Un ángel impuro (20 page)

Pedro Pimenta había mandado construir junto al criadero una casa magnífica y un jardín inmenso donde cavó una serie de estanques en los que criaba cocodrilos, cuya piel vendía a las curtidurías de París, que fabricaban con ella zapatos y bolsos. Recogían los huevos de cocodrilo a orillas del río Komati, aunque también había contratado a remeros que capturaban crías recién nacidas en las aguas junto a los bancos de arena, desde donde vigilaban las hembras. Éstas no dudaban en atacar si alguien intentaba robarles los huevos o las crías que con tanto cuidado habían transportado hasta el río entre sus fauces. En una ocasión, un cocodrilo enorme logró volcar una de las frágiles embarcaciones. Los dos ocupantes cayeron al agua y, con el valor que infunde la desesperación, trataron de ponerse a salvo nadando hasta la ribera.
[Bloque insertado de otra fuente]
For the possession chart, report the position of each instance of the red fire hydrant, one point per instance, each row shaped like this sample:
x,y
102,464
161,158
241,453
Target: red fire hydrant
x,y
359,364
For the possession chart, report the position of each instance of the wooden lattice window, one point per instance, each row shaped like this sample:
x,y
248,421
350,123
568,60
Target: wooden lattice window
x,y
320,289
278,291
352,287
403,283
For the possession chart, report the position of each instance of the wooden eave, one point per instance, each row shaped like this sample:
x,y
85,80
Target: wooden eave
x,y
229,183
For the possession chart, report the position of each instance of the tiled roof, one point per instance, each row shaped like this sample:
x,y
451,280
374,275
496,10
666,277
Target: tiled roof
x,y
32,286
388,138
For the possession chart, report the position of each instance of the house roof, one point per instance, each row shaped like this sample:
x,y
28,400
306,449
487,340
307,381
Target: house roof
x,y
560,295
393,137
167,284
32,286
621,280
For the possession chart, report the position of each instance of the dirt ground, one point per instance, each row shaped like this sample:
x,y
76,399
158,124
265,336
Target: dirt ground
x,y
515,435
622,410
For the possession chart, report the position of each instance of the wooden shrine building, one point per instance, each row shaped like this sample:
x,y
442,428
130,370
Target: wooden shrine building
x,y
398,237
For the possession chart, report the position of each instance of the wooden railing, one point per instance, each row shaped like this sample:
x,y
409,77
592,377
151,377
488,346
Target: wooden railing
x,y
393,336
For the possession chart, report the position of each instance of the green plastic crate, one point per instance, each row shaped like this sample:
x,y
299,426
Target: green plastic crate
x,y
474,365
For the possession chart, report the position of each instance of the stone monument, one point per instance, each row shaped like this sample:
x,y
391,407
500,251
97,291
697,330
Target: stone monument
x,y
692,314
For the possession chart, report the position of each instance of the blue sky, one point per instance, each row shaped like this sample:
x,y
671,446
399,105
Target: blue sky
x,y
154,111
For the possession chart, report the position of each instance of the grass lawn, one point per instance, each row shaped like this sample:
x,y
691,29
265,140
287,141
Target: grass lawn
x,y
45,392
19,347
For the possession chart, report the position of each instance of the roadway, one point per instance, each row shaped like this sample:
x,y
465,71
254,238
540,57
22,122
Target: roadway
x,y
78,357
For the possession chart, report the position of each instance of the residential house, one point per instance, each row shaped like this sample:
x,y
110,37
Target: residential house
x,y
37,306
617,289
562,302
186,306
Uno de ellos lo consiguió, pero tuvo que ver cómo un cocodrilo le mordía la pierna y arrastraba al fondo a su compañero, precisamente cuando éste acababa de llegar a la orilla y ya se aferraba con las manos a la arena fangosa para tomar impulso y subir. Tan sólo una vez asomó la cabeza por encima del agua antes de que el cocodrilo tirase de él hasta el fondo y lo dejase atrapado en las ensortijadas raíces de los árboles acuáticos. Allí se pudriría el cuerpo antes de que llegaran a devorarlo.

Hanna había oído horrorizada aquella historia de boca de Felicia y jamás dudó de su veracidad. No podía consolarse con la idea de que fuese una historia como tantas otras de las que circulaban entre los hombres que se dedicaban a hablar con sus prostitutas en el burdel.

Pedro Pimenta era creyente. Felicia le había enseñado la lápida que había mandado poner en el cementerio sobre la tumba del hombre al que devoraron los cocodrilos. No quedó cadáver, pero para el entierro pusieron la ropa del hombre muerto en un cofre de madera bellamente tallada. En la lápida sólo podía leerse el nombre: Walibamgu, ya que Pedro nunca llegó a conocer su apellido. Se presentó un día en los estanques de los cocodrilos para pedir trabajo, y Pedro lo contrató en el acto. Para él no tenía la menor importancia que careciese de apellido y de pasado. Era uno más de los que venían vagando del interior del país y que sólo existían por un breve periodo de tiempo, un Walibamgu, sin fecha de nacimiento, pero sí con la fecha de la muerte, una fecha que podía grabarse en una lápida, la del día en que el cocodrilo lo arrastró al fondo del río.

Pedro Pimenta creía, pues, en Dios y acudía a la catedral con regularidad. Donaba dinero para candelabros nuevos y también había costeado la reparación de los bancos de la inmensa nave devorados por las termitas.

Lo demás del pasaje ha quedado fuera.